The United States imposes a 30 percent withholding tax on U.S. source dividends, which are generally dividends paid by corporations incorporated in the United States ("U.S. Equities"). Traditionally, financial derivatives such as securities lending transactions and notional principal contracts entered into by non-U.S. residents that include "substitute" dividend payments that are determined by reference to the amount of dividends paid on U.S. Equities have been sourced outside of the United States and are therefore not subject to this withholding tax.

Amid concerns that these financial derivatives provide a way to avoid the U.S withholding tax on U.S. Equities, the Hiring Incentives to Restore Employment Act (the "HIRE Act"), enacted in 2010, added Section 871(m) to the U.S. Internal Revenue Code (the "Code") to treat certain "dividend equivalent" payments that are considered to be economically equivalent to dividends paid on U.S Equities as being from U.S. sources for withholding tax purposes. Dividend equivalent payments include payments made in connection with securities lending transactions and certain notional principal contracts that reference U.S. Equities where the payments are contingent upon or determined by reference to the payment of a dividend on a U.S. Equity.

For notional principal contracts, dividend equivalent payments paid before March 18, 2012, are covered by Section 871(m) if one of four criteria are met: (i) in connection with entering the notional principal contract, the long party transfers the underlying U.S. Equity security to the short party to the contract, (ii) in connection with closing the contract, the short party transfers the security to the long party, (iii) the underlying security is not readily tradable on an established security market, or (iv) the underlying security is posted as collateral by the short party to the contract.
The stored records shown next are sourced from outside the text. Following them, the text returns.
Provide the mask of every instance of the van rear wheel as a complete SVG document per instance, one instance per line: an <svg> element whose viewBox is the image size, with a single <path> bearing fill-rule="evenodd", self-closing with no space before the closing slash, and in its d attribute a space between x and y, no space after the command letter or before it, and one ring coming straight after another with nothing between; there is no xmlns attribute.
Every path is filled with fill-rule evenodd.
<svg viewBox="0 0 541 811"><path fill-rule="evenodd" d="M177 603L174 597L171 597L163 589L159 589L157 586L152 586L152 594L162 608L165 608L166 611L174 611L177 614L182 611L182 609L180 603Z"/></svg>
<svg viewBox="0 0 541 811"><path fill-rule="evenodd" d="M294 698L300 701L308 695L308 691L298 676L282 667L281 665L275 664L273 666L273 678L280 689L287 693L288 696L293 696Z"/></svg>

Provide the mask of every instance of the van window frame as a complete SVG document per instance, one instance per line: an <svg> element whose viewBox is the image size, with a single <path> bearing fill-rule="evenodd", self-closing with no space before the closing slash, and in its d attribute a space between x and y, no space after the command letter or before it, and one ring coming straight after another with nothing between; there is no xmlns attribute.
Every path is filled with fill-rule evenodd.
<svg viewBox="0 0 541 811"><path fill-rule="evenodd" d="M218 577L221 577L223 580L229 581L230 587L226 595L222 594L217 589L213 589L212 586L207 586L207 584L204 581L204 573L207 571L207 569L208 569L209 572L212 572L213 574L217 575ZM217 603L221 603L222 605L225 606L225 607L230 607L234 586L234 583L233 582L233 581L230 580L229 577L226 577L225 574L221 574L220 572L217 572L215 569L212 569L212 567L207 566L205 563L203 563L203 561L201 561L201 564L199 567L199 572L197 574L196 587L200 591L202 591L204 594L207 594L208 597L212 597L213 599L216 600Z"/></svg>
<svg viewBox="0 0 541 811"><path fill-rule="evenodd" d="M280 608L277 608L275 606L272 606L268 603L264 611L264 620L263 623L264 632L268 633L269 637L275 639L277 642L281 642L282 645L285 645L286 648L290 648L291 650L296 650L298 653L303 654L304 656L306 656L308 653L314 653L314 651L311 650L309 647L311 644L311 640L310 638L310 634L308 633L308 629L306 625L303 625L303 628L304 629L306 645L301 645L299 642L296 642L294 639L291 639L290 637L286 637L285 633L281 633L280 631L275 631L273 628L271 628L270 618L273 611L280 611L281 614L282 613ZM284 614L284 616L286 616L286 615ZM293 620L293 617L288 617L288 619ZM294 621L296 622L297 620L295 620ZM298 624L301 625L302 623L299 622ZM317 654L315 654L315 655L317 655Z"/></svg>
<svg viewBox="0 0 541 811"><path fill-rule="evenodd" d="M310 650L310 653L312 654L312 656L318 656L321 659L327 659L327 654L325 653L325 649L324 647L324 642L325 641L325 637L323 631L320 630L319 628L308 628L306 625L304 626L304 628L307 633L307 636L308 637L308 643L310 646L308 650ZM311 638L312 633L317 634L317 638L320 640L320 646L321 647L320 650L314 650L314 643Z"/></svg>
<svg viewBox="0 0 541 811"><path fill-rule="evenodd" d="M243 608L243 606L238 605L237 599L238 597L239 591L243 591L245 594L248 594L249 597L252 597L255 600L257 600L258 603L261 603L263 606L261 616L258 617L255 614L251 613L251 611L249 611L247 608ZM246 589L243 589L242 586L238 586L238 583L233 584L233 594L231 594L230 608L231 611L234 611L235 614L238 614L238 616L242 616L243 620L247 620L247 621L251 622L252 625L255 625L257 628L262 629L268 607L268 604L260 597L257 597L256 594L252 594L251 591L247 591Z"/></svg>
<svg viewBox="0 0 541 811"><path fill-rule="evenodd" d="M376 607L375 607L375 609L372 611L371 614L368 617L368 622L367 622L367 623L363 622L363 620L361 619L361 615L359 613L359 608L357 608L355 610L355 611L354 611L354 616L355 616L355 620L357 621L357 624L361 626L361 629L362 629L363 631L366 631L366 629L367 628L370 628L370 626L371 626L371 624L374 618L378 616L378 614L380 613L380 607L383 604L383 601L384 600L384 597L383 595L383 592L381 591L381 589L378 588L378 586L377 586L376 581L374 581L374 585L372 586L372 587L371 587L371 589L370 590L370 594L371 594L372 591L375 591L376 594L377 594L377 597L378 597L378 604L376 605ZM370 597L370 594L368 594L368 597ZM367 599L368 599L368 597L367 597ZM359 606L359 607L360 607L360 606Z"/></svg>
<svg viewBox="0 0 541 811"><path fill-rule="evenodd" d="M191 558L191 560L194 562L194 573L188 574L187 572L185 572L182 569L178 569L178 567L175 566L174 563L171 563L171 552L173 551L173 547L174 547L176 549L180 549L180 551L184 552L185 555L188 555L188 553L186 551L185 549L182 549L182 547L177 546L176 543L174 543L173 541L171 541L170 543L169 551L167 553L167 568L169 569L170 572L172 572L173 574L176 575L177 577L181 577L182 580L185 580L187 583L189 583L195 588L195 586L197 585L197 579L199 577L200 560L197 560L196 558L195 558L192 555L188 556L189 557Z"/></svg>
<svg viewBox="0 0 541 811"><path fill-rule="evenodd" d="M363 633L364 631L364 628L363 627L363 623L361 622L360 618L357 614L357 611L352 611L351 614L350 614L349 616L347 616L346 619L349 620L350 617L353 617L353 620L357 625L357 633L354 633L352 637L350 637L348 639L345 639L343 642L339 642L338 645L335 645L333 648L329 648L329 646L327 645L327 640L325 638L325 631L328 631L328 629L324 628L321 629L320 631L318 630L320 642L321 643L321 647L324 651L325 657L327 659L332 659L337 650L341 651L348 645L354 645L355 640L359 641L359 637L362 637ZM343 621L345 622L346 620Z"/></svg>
The U.S. Treasury Department and the U.S. Internal Revenue Service have recently issued temporary and proposed regulations that provide that the existing rules will be extended to payments made with respect to notional principal contracts until the end of 2012. For notional principal contract payments made in 2013 and thereafter (even if the NPC was entered into before that date), the categories of notional principal contracts that will be covered by Section 871(m) will be expanded to include contracts where (i) the long party is considered to be "in the market" with respect to the relevant U.S. Equity on the day the contract is priced or terminated, (ii) the underlying U.S. Equity is not publicly traded, (iii) the underlying security is posted as collateral by the short party and this collateral represents more than 10 percent of the collateral posted by the short party, (iv) the contract has a term of less than 90 days, (v) the long party contractually or by conduct controls the short party's hedge, (vi) the notional principal amount of the underlying U.S. Equity represents more than 5 percent of the total public float or 20 percent of the 30-day average trading volume of the U.S. Equity, or (vii) the contract is entered into on or after the announcement of a special dividend and prior to the ex-dividend date of the special dividend. Detailed rules expand the precise contours of these categories. Other specific rules treat a notional principal contract that references multiple issuers or a customized index as consisting of separable contracts, each of which is potentially subject to 871(m). In addition, payments made beginning in 2013 on an equity-linked financial instrument, such as a forward or futures contract or an option, that are contingent upon or determined by reference to a dividend paid on a U.S. Equity will be treated as dividend equivalent payments subject to Code Section 871(m). The proposed rules will likely be the subject of a variety of comments that may be incorporated into the regulations before they are finalized.

The 30 percent withholding tax on dividends paid on U.S. Equities can be reduced by treaty and eliminated for certain types of investors, such as foreign governmental investors entitled to the benefits of Section 892 of the Code. In a helpful development for foreign governmental investors, the proposed regulations also provide that payments treated as dividend equivalent payments subject to Code Section 871(m) will be treated as dividends eligible for the exemption provided by Section 892 of the Code, and permits taxpayers to rely on this rule immediately. In addition, the dividend equivalent amount will be treated as a dividend for purposes of U.S. tax treaties, although no explicit permission is given to rely on this rule until the proposed regulations are finalized.